I was hoping for some advice on how I can safe-guard my home business computers while i am on vacation. I have data back-up but don't want my computers to be stolen if I have a break-in. I am leaving for 2 weeks and am considering moving my computers to a storage facility? A1 self storage has security features but was wondering what others thought of this strategy o if there is an alternative. 

Leaving July 11.

Thanks'

a


----------



## ElDiabloConCaca (Jul 8, 2009)

How long is the vacation, and do you live in a high crime area?

Typically, the thing I do on vacation is to close any blinds/windowshades that provide a direct line of sight to my equipment -- but strategically leave open other blinds that someone peeking in can see through, but not the valuables.

Not that I expect anyone to be peeking, but it's best to have the house looking like you're not on vacation... while you're on vacation.  

If you're expecting a break-in (or would like to take all precautions against that slim chance), then the only way to prevent the computers from being taken is to remove them from the house while you're gone.  That's it.  A safe can be opened.  Chains and locks can be cut.  No security measure you can take at home (short of building a reinforced, hidden bomb shelter) can guarantee that a thief won't take your computer.


----------



## arnolfo (Jul 8, 2009)

ElDiablo,

Yes, I'm taking all precautions for my house.I'm just considering renting space at a A1 storage for the 2 week I am out of town. I'm wondering if that sounds like a sound idea. The  storage facility requires a pass card to enter and is only open from 8 am - 10 pm. 


a


----------



## ElDiabloConCaca (Jul 9, 2009)

That sounds reasonable -- just be sure that the storage facility has a better security track record than your home, otherwise you may be moving your computers to a less secure facility!


----------



## Greg_Reez (Jul 9, 2009)

Renting space elsewhere or leaving them with a friend is your best bet. Unfortunate things happen all the time and although chances are slim for home robberies or break-ins, all it takes is that one time for all of your computers to be swiped. 

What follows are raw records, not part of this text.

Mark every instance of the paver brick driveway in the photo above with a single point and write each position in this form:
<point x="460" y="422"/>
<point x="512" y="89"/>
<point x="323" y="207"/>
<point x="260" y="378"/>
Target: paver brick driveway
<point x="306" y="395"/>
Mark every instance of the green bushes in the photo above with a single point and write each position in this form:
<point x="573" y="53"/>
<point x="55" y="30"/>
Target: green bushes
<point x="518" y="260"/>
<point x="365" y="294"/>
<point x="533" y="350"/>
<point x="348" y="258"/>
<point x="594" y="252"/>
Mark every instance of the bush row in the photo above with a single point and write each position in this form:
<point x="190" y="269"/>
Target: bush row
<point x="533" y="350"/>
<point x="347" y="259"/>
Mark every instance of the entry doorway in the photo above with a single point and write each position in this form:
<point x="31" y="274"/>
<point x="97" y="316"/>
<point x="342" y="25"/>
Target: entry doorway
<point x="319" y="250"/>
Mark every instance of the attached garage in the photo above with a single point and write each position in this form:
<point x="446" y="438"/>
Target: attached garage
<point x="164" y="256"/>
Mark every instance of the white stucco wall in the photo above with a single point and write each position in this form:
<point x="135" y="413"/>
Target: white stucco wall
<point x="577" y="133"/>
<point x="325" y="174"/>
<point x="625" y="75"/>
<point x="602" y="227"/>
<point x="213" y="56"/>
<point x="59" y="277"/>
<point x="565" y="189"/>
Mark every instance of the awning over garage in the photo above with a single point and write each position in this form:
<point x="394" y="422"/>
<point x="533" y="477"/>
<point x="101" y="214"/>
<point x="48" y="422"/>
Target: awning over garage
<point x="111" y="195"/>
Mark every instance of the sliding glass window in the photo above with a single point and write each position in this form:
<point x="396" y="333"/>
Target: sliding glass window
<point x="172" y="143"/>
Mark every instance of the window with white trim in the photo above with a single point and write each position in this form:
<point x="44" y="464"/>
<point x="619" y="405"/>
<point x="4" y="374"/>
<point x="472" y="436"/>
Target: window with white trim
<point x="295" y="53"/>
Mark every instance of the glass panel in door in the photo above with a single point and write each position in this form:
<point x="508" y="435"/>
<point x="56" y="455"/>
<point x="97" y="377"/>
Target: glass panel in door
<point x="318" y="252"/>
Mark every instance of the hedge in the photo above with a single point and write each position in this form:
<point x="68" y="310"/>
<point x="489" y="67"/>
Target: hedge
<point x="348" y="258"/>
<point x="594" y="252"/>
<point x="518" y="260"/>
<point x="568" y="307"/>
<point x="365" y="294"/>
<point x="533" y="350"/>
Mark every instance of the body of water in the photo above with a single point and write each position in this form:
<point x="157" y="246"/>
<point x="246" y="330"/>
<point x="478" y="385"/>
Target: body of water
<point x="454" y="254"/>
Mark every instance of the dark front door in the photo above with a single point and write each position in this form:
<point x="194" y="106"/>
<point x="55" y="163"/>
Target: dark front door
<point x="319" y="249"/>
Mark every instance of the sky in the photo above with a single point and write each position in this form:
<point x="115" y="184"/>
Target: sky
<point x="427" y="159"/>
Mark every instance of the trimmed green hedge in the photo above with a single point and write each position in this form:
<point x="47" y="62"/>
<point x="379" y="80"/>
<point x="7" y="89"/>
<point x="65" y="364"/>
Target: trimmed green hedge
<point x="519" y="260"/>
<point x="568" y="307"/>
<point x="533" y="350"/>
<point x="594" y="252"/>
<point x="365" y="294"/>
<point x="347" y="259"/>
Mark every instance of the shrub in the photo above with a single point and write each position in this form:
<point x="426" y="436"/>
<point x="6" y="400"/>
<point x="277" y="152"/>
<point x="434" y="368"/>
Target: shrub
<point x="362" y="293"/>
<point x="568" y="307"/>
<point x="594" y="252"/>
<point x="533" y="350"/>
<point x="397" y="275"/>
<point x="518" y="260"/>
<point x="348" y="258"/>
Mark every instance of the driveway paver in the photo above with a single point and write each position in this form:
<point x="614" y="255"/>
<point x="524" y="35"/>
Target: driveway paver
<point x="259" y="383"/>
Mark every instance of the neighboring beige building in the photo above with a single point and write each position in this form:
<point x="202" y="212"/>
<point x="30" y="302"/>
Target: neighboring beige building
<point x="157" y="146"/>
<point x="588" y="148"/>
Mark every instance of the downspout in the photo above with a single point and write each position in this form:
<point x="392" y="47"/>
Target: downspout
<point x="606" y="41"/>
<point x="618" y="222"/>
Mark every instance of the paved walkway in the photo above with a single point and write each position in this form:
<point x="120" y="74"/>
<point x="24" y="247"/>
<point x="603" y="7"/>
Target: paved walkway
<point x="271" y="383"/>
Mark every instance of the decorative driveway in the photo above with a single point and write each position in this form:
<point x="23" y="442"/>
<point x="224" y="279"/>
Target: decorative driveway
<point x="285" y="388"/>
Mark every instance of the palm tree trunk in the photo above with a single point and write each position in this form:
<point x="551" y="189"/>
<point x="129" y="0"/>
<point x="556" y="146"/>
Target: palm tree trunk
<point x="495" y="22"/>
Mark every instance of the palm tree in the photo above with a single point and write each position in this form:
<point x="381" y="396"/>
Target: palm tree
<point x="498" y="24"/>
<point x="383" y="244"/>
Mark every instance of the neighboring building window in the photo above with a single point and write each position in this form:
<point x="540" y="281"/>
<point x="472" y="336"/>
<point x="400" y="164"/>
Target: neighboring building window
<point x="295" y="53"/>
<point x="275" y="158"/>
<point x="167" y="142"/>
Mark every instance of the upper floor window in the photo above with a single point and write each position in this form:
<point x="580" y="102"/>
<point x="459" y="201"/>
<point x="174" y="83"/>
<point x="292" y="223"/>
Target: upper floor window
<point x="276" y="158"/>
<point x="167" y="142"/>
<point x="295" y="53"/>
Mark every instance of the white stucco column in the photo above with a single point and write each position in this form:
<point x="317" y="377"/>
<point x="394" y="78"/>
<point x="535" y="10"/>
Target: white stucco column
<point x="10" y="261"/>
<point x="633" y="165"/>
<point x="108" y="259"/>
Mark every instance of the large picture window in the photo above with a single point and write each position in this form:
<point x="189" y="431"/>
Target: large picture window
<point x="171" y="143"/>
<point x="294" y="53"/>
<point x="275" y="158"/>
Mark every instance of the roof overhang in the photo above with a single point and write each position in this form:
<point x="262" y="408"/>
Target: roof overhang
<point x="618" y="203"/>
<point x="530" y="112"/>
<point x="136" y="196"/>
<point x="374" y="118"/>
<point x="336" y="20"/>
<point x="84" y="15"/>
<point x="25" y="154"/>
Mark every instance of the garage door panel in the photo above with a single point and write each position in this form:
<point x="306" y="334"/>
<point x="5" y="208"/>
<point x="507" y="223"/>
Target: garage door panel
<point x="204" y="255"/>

If you choose not to rent at a storage facility, which I believe most have a one month rent minimum with deposit, then purchase a few electrical timers at your nearest hardware store.

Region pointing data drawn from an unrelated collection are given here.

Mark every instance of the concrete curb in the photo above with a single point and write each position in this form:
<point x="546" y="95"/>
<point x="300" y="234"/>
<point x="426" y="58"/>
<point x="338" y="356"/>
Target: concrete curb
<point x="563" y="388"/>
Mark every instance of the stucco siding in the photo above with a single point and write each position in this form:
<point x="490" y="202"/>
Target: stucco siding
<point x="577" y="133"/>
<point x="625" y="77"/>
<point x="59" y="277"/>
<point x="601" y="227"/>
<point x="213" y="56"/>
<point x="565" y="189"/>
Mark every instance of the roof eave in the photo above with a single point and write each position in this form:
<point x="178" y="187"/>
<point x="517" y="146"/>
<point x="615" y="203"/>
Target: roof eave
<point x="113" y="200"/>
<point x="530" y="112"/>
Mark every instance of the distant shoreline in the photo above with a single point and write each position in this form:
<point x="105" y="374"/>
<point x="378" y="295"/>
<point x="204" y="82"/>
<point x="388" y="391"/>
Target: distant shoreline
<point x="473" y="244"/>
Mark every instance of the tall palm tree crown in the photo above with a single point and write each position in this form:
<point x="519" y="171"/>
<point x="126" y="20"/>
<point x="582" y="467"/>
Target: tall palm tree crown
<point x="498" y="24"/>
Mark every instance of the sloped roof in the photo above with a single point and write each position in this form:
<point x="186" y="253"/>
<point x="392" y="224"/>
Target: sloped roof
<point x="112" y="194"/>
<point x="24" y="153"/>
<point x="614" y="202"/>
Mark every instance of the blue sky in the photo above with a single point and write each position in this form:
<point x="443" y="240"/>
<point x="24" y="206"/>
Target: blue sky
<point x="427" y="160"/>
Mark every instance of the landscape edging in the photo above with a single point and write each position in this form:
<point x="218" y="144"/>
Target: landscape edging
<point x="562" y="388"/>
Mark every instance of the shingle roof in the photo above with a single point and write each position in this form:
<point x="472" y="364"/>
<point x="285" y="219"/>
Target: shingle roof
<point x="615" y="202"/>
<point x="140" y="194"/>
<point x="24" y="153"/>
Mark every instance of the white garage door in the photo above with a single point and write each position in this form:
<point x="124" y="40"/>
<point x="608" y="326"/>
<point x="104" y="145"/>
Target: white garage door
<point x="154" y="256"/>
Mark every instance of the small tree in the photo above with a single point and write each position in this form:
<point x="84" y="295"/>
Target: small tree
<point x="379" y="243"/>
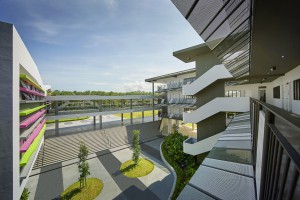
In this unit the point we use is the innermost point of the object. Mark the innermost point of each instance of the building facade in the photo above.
(22, 115)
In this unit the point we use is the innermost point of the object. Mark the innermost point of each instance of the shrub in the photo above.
(136, 146)
(184, 165)
(25, 194)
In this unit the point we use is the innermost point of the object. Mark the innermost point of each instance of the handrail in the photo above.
(31, 119)
(25, 158)
(26, 90)
(281, 133)
(288, 117)
(24, 147)
(29, 80)
(30, 110)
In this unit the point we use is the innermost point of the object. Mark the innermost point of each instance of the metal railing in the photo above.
(175, 85)
(280, 154)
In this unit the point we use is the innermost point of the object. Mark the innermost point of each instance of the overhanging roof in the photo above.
(96, 97)
(189, 54)
(175, 74)
(248, 36)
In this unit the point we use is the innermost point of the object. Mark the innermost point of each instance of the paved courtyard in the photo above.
(50, 181)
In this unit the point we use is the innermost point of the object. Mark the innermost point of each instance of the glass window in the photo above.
(276, 92)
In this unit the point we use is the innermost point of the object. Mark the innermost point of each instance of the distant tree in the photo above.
(83, 165)
(136, 146)
(25, 194)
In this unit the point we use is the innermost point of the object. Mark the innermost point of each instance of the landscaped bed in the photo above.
(184, 165)
(90, 191)
(138, 114)
(67, 120)
(143, 168)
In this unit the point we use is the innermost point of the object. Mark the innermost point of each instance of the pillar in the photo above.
(9, 117)
(153, 112)
(100, 121)
(131, 120)
(56, 121)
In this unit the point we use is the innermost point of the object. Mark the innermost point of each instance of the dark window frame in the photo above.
(276, 92)
(296, 89)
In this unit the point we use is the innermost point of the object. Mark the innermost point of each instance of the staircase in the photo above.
(219, 104)
(215, 73)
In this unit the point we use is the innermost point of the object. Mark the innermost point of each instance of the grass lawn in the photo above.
(143, 168)
(137, 114)
(67, 120)
(190, 125)
(90, 191)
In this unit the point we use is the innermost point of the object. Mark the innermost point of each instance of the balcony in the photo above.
(215, 73)
(256, 157)
(175, 85)
(219, 104)
(180, 102)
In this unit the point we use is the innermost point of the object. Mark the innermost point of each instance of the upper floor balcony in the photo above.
(175, 85)
(181, 102)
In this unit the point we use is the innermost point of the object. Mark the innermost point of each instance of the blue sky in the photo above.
(109, 45)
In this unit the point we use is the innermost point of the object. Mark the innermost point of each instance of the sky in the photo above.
(107, 45)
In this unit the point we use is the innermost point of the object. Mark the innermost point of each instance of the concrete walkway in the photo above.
(49, 182)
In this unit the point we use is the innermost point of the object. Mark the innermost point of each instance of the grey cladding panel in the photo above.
(190, 193)
(234, 144)
(183, 6)
(232, 155)
(224, 185)
(230, 166)
(203, 13)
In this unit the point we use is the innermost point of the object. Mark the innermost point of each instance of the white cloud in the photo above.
(106, 74)
(111, 3)
(98, 83)
(136, 86)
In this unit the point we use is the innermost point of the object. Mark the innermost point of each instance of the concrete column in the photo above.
(131, 120)
(100, 121)
(9, 116)
(56, 121)
(170, 126)
(153, 101)
(100, 106)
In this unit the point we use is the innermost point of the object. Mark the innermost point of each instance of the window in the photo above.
(276, 92)
(297, 89)
(233, 93)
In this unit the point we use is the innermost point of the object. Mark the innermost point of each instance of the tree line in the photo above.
(100, 93)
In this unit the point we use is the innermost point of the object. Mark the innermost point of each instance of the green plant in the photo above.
(25, 194)
(136, 146)
(184, 165)
(83, 165)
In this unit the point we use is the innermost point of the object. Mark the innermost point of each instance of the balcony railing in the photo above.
(175, 85)
(182, 102)
(280, 154)
(171, 116)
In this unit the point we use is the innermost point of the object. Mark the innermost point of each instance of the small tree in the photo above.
(83, 165)
(136, 146)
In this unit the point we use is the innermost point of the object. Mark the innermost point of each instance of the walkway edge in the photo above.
(171, 169)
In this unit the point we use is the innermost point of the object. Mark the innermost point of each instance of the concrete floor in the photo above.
(49, 182)
(108, 121)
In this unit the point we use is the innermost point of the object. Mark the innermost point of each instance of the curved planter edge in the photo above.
(170, 168)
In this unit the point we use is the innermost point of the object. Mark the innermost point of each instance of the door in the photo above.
(262, 94)
(287, 96)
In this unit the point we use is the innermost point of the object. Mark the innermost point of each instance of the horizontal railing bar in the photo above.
(292, 153)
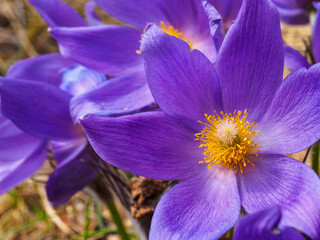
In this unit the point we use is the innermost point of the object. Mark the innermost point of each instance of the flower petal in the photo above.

Place a lamp or two near front windows and plug them into the timer, and set it for whenever it gets dark. It'll appear that someone is home in the evening. And in the meantime put your valuable systems in the closet. That way, should the unfortunate still manage to take place, your systems will be hidden from view.

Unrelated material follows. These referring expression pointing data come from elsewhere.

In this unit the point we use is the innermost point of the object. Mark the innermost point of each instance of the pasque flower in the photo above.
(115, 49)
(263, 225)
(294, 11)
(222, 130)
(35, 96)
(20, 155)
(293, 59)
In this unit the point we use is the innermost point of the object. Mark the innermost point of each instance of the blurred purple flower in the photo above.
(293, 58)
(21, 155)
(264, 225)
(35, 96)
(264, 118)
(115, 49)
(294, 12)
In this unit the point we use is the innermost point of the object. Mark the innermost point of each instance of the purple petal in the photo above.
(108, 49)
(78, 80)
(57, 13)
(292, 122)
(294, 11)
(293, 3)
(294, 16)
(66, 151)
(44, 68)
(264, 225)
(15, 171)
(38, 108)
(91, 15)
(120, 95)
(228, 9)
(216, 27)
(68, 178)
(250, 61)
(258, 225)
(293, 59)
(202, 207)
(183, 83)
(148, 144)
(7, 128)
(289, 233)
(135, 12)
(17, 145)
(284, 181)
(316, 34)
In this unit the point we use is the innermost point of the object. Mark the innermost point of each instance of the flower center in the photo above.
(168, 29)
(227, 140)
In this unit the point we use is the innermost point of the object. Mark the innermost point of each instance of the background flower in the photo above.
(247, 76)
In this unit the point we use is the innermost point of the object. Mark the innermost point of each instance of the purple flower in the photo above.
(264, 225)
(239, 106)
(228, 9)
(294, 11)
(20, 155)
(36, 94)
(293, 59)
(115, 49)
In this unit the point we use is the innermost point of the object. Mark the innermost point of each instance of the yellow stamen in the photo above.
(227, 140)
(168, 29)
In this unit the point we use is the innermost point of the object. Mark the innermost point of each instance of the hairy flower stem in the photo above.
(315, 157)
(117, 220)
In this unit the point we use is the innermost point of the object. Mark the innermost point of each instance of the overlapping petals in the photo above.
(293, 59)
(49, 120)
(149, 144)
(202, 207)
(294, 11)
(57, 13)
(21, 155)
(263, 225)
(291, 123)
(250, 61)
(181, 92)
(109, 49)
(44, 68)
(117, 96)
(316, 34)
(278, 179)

One thing I learned though while living near some of the lower class neighborhoods of N. California is that if someone does choose your house, they will most likely search everywhere. Hiding things will only slow them down very little. And they go for houses that look like easy break-ins. Keeping lights on timers should cause them to think twice, and they'll end up moving on to the next easy house.


----------



## heaven1102 (Aug 19, 2009)

Thank you for your information 


Computer


----------



## chevy (Aug 20, 2009)

Depneding what you are looking for, you may want to have your computers at different places, so that if one get stolen you keep the others.

It increases the risk of a loss, but decreases the risk of a total loss.


----------



## Satcomer (Aug 20, 2009)

Make sure you make a bootable backup on your Mac (and external disk), just in case. Before you secure them place the external somewhere else if you have important business files you can't loose.

Plus i just came across the web site SecuritySpy. It has a good program for Mac and has a list in it's pages for supported cameras that you can control from anywhere on the net.


----------



## arnolfo (Sep 19, 2009)

I like the sound of that. I'll look into it. Thanks!


----------